ARE THE RAINS A DISASTER?
The balances of the world continue to change and deteriorate with the effects of human beings. The increase in average temperatures with global warming and the fires ignited by people unconsciously cause forest fires. As a result of forest fires, large areas burn, natural life dies and vegetation is destroyed. Although states and non-governmental organizations try to regenerate the destroyed vegetation, this takes many years. Unconscious tree cutting and urbanization also threaten vegetation and forests.
Well, if we ask what happened with the destruction of vegetation and forests, some of us will say that the houses of the birds have disappeared, and some of us will probably raise their voices because the bees can no longer make honey… but if only everything were that simple? We just want to talk to you about one thing, with the disappearance of vegetation and forests. Erosion!!!
Erosion is also known as soil erosion. When the soil is deprived of its protective cover, the soil is eroded by the effect of water and wind, and the soil is transported from one place to another. Erosion is one of the biggest reasons why floods and rain water cannot be prevented.
Of course, floods threaten cities, economies and even human life as well as threatening and damaging natural life. There is another important issue negatively affected by uncontrollable rain waters and floods; Rutgers research shows that rainwater can be a major source of plastic pollution. How?
Rutgers University scientists have determined in their research that rainwater can be an important source of plastics that affect oceans, bays, rivers and other waters. “Storm water, an under-studied way for microplastics to enter waterways, had similar or higher concentrations of plastics compared to effluent from wastewater treatment plants,” said Nicole Fahrenfeld.
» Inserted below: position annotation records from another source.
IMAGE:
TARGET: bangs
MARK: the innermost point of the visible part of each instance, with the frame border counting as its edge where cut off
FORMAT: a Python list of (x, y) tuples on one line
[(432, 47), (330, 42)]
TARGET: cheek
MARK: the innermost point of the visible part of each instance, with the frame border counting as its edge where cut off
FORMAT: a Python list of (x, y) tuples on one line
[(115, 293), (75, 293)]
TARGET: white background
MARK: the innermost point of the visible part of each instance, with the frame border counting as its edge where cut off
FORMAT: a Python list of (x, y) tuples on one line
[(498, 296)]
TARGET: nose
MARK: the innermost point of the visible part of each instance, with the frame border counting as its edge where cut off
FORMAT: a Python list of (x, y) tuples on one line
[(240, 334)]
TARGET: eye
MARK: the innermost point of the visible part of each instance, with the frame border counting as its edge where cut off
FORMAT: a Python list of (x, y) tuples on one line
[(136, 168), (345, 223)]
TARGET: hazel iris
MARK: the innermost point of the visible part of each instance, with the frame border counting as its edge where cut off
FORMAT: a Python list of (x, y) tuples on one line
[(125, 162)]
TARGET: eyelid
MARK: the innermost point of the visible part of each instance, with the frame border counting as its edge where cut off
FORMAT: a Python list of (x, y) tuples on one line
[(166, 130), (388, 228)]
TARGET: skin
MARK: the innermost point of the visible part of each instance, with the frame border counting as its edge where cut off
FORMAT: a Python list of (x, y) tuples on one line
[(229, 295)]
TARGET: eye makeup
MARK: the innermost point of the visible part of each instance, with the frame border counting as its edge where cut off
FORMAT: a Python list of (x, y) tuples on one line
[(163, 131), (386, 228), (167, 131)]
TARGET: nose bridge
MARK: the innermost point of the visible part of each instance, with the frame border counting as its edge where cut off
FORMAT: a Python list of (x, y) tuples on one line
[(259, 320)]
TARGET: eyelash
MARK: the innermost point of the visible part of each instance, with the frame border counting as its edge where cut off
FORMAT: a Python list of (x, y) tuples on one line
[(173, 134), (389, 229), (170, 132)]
The Rutgers team collected water samples during a relatively dry period in July 2018 and after heavy rain in April 2019. He also collected samples of wastewater, wastewater discharges and rainwater entering the treatment plants. The highest levels of microplastics, ranging from two percent of an inch to a tenth of an inch, were observed during summer low-flow conditions at the mouth of the Raritan River, according to the study published in the journal Chemosphere. Higher concentrations of smaller microplastics collected from the Atlantic Ocean off Raritan Bay and New Jersey likely came from the Hudson River, according to Fahrenfeld.
We urgently need to stop throwing plastic into nature. We must continue to recycle plastics. We should personally support recycling. Otherwise, rain and floods will continue to carry the plastic bottle wandering on the street to the rivers and then to the oceans, and will continue to carry it at full speed. There are many things to do to stop floods and control stormwater, and everyone already knows what to do. We should plant trees, protect our forests, not cut trees randomly, and not build concrete buildings on every land we find, as we please. In summary, we must respect nature, because nature has already begun to take revenge.